🤖 AI Summary
To address the severe class imbalance—where normal instances vastly outnumber fault instances—in optical network fault analysis, which degrades detection and identification performance, this paper proposes the first systematic three-stage imbalance-handling framework. It conducts the first direct comparative evaluation of preprocessing (e.g., random undersampling, SMOTE), in-model approaches (e.g., meta-learning), and postprocessing techniques (e.g., threshold tuning, generative AI). Experimental results demonstrate that postprocessing excels in fault detection: threshold tuning achieves up to a 15.3% F1-score improvement. For fault identification, generative AI delivers the highest accuracy gain—up to 24.2%—while maintaining both high precision and low inference latency under low-class-overlap conditions. Based on these findings, we propose an adaptive method selection strategy guided by data distribution characteristics and real-time constraints. This work establishes a practical, deployable imbalance learning paradigm for intelligent optical network operations and maintenance.
📝 Abstract
Machine learning-based failure management in optical networks has gained significant attention in recent years. However, severe class imbalance, where normal instances vastly outnumber failure cases, remains a considerable challenge.
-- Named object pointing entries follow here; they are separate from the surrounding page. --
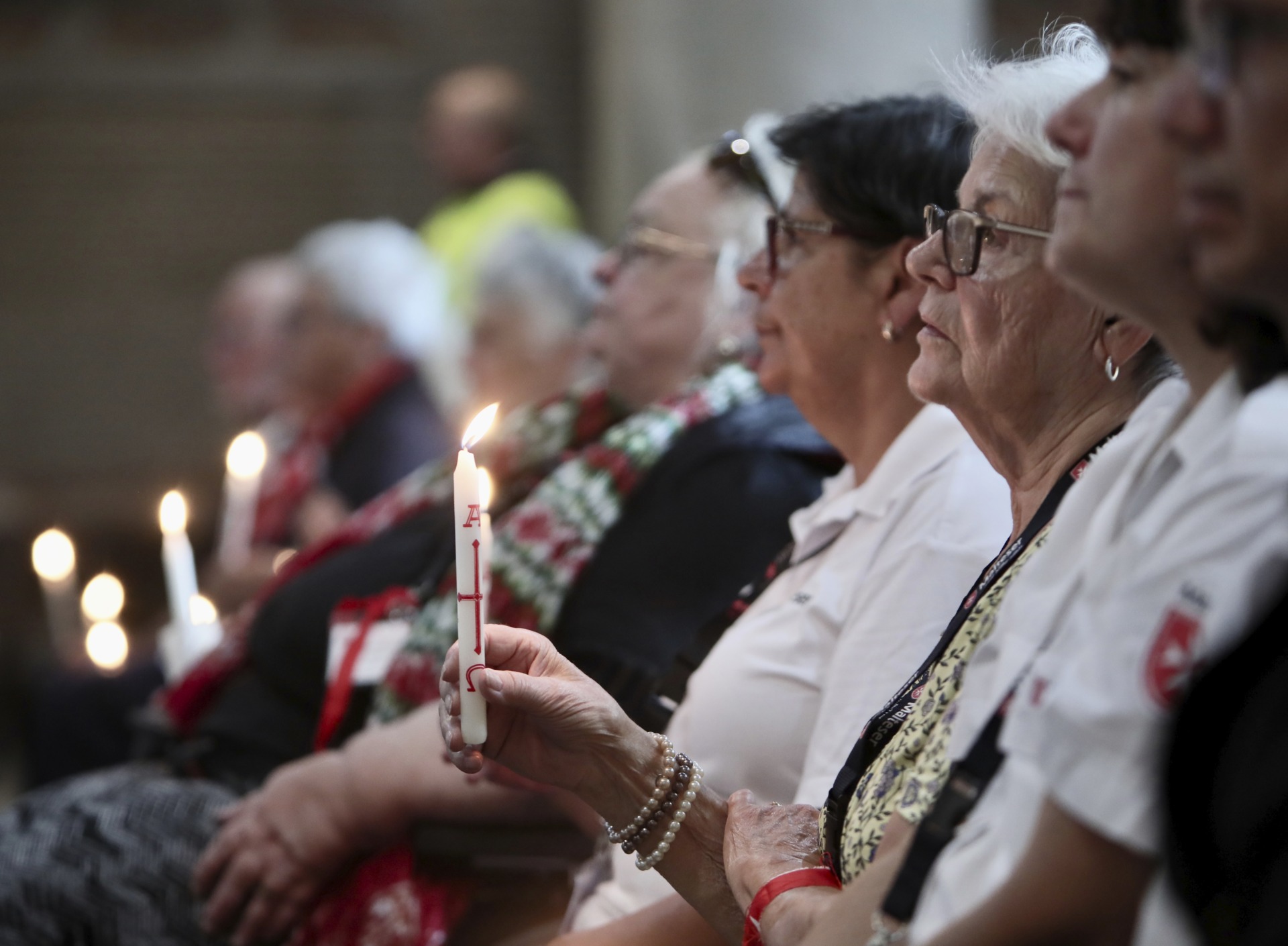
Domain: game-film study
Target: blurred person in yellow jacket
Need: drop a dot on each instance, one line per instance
(476, 140)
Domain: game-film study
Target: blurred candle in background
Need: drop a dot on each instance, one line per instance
(246, 458)
(180, 569)
(54, 560)
(107, 646)
(103, 598)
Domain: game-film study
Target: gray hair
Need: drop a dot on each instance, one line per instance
(549, 275)
(1013, 101)
(382, 274)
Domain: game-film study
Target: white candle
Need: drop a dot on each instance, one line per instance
(486, 535)
(470, 568)
(54, 560)
(180, 569)
(246, 458)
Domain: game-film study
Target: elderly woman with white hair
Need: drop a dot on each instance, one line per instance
(535, 294)
(1041, 379)
(372, 309)
(680, 433)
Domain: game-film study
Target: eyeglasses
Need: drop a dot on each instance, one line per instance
(1224, 32)
(963, 231)
(784, 232)
(639, 242)
(733, 154)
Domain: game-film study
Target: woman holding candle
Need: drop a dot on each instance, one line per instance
(656, 326)
(1022, 362)
(688, 435)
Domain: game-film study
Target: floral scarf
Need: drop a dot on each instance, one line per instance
(541, 544)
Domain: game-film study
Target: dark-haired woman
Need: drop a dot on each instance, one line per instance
(894, 540)
(1020, 361)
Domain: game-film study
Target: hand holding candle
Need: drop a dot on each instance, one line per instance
(472, 564)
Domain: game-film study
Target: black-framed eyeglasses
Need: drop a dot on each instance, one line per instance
(963, 240)
(735, 154)
(1224, 32)
(784, 232)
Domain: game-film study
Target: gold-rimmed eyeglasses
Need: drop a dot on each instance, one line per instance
(638, 242)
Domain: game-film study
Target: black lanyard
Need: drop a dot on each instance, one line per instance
(889, 719)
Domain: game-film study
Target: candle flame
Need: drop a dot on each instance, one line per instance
(201, 610)
(174, 513)
(107, 646)
(246, 456)
(103, 598)
(53, 556)
(480, 425)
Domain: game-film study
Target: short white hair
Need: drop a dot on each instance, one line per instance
(1012, 101)
(549, 275)
(382, 274)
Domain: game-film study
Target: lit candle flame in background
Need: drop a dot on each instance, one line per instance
(201, 610)
(107, 646)
(480, 425)
(53, 556)
(174, 513)
(246, 456)
(103, 598)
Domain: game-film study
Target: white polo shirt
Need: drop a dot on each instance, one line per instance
(822, 649)
(1174, 564)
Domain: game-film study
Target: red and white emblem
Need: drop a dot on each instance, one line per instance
(1171, 658)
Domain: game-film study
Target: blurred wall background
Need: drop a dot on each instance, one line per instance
(148, 145)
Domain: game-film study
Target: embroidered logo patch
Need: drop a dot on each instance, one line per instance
(1171, 658)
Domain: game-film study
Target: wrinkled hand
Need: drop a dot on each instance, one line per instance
(764, 841)
(276, 851)
(547, 719)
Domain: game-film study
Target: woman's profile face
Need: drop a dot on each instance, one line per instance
(648, 327)
(818, 319)
(1116, 236)
(998, 341)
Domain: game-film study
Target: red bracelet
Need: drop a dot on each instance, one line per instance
(805, 877)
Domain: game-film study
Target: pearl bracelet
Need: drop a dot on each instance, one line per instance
(674, 828)
(660, 790)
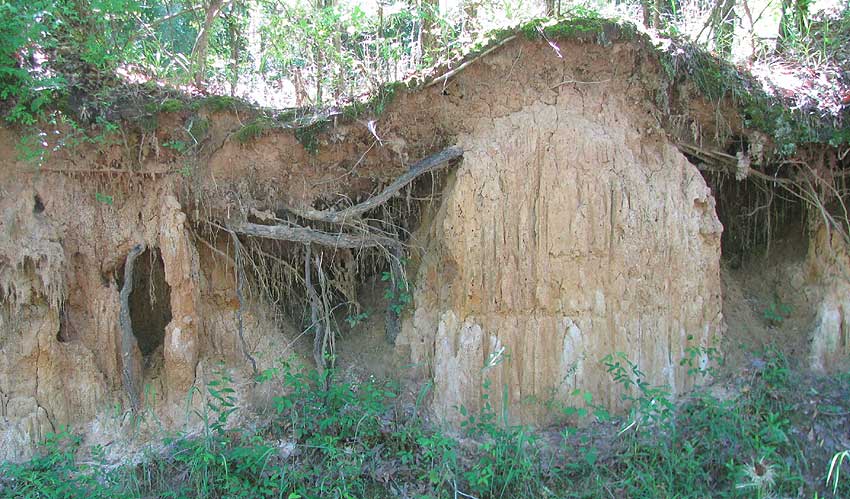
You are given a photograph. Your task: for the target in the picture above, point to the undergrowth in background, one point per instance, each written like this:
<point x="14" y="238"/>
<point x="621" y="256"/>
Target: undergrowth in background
<point x="351" y="441"/>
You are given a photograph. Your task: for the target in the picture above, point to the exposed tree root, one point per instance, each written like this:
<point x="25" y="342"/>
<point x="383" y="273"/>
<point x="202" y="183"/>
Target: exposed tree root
<point x="240" y="328"/>
<point x="129" y="364"/>
<point x="312" y="236"/>
<point x="428" y="164"/>
<point x="369" y="237"/>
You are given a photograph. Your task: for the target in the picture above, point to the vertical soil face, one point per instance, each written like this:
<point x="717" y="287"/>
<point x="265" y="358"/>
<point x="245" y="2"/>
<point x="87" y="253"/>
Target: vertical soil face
<point x="565" y="237"/>
<point x="571" y="229"/>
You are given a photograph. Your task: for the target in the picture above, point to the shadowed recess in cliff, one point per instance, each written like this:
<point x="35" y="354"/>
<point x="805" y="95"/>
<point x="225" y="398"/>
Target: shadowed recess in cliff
<point x="150" y="304"/>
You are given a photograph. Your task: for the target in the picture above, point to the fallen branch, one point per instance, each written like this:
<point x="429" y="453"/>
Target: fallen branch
<point x="128" y="339"/>
<point x="306" y="235"/>
<point x="426" y="165"/>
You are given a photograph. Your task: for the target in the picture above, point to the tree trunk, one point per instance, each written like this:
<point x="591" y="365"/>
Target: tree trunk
<point x="202" y="41"/>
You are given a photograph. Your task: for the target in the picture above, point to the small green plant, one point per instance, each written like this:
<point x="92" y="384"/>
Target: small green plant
<point x="171" y="106"/>
<point x="253" y="130"/>
<point x="701" y="360"/>
<point x="835" y="464"/>
<point x="178" y="146"/>
<point x="398" y="295"/>
<point x="647" y="403"/>
<point x="354" y="319"/>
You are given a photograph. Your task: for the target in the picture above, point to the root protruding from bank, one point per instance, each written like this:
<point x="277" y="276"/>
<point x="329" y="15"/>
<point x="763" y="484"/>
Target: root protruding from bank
<point x="129" y="362"/>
While pre- and in-processing techniques have been widely studied, post-processing methods are largely unexplored. In this work, we present a direct comparison of pre-, in-, and post-processing approaches for class imbalance mitigation in failure detection and identification using an experimental dataset. For failure detection, post-processing methods-particularly Threshold Adjustment-achieve the highest F1 score improvement (up to 15.3%), while Random Under-Sampling provides the fastest inference. In failure identification, GenAI methods deliver the most substantial performance gains (up to 24.2%), whereas post-processing shows limited impact in multi-class settings. When class overlap is present and latency is critical, over-sampling methods such as the SMOTE are most effective; without latency constraints, Meta-Learning yields the best results. In low-overlap scenarios, Generative AI approaches provide the highest performance with minimal inference time.